Isack Lema, 78 ans, vit depuis 1984 à Nduruma, un village près d'Arusha en Tanzanie. Dans le journal Mkulima Mbunifu, on l'appelle respectueusement «Mzee», le vieux monsieur. Ce doyen avait travaillé 37 ans pour la police locale avant sa retraite en 1995. Et ensuite, il est devenu fermier, se créant une occupation et un revenu. Il a d'abord commencé en agriculture conventionnelle, puis s'est converti au bio après avoir suivi un cours en 2000. Totalement convaincu par ces nouvelles méthodes, il a maintenant une exploitation de  10'000 m2 où il cultive toutes sortes de légumes, des bananes, des fraises, de la vanille et de l'igname, tout en élevant des vaches, des abeilles et des poissons.

„Kilimo mseto, unakijua?“

„L'agroforesterie, tu connais?“ - C'est ce qu'on lit sur l'écriteau à l'entrée de la ferme, qui dégage une grande joie de vivre. Notamment grâce au piler des fraises bleues, le produit phare de sa cour, qui lui a valu un premier article dans Mkulima Mbunifu.

Ce journal paysan, il l'a découvert il y a deux ans à travers une église qui le distribue à la communauté. Lema y a beaucoup appris de trucs pratiques pour l'agriculture biologique. Notamment quatre. D'abord, comment produire du compost et du fumier, et l'utiliser correctement. Deuxièmement, comment créer un étang et y entretenir diverses espèces de poissons. Troisièmement, l'apiculture moderne. Enfin, une série d'astuces pour mieux cultiver en bio.

Grâce à Mkulima Mbunifu, il sait garder les abeilles et produire du bon miel. Il a aussi amélioré la qualité de ses bananes, qu'il peut vendre plus cher: alors qu'il gagnait 7.000 TSH (CHF 3.50) par régime, il en obtient aujourd'hui 15'000 à 18'000 TSH (CHF 7.00 à 8.50). Pour les gousses de vanille non transformés, il reçoit autour de 6.000 TSH (CHF 2,85) par kilo. Bien que ses vaches soient en ce moment un peu patraques, à cause de la pénurie de fourrage, elles donnent quand même un à deux litres de lait par jour, ce qui suffit pour lui et sa famille.
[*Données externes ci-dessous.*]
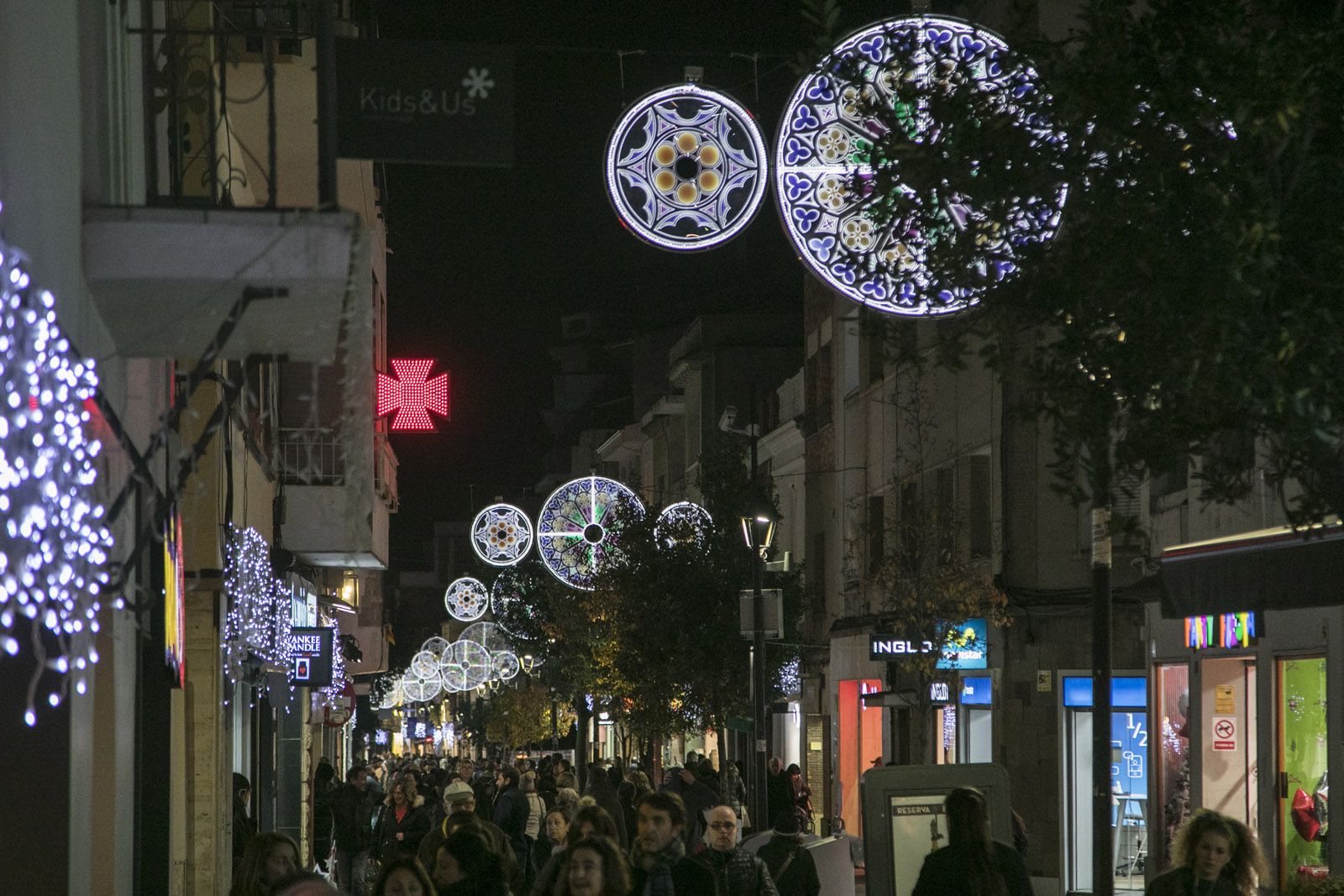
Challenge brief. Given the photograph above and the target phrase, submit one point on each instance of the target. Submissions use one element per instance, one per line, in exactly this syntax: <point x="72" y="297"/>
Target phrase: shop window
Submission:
<point x="1303" y="762"/>
<point x="1173" y="684"/>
Lema ne tarit pas d'éloges sur le journal rural, qui a changé sa vie.


"Deviens paysan!"

Lorsque la rédaction de Mkulima Mbunifu a choisi le chômage des jeunes comme thème du mois, elle a demandé à Isack Lema des conseils pour la génération montante. "Devenez paysan!", a simplement répondu "Mzee": que les nombreux jeunes qui cherchent désespérément et sans succès des postes à l'Etat ou dans le privé cessent de traîner dans la rue, qu'ils deviennent actifs. "Avec l'agriculture, vous gagnerez. Et ce que vous allez gagner couvrira vos besoins quotidiens - contrairement au salaire de misère qu'offrent les autres jobs." Il prend son propre exemple: "En offrant une large gamme de produits bios, je permets à toute ma famille de s'en sortir. En plus, j'aime ce travail de paysan dans ma ferme. Je voudrais avoir commencé bien plus tôt, lorsque j'avais beaucoup plus de forces."

"Mzee" demande aussi au gouvernement de créer de meilleures conditions pour la jeunesse - ce qui permettrait déjà de lutter contre la criminalité. Il faudrait des crédits à taux spéciaux pour les jeunes, leur permettant l'accès à la terre et le démarrage d'une agriculture moderne. "Cela donnera un sens à leur vie."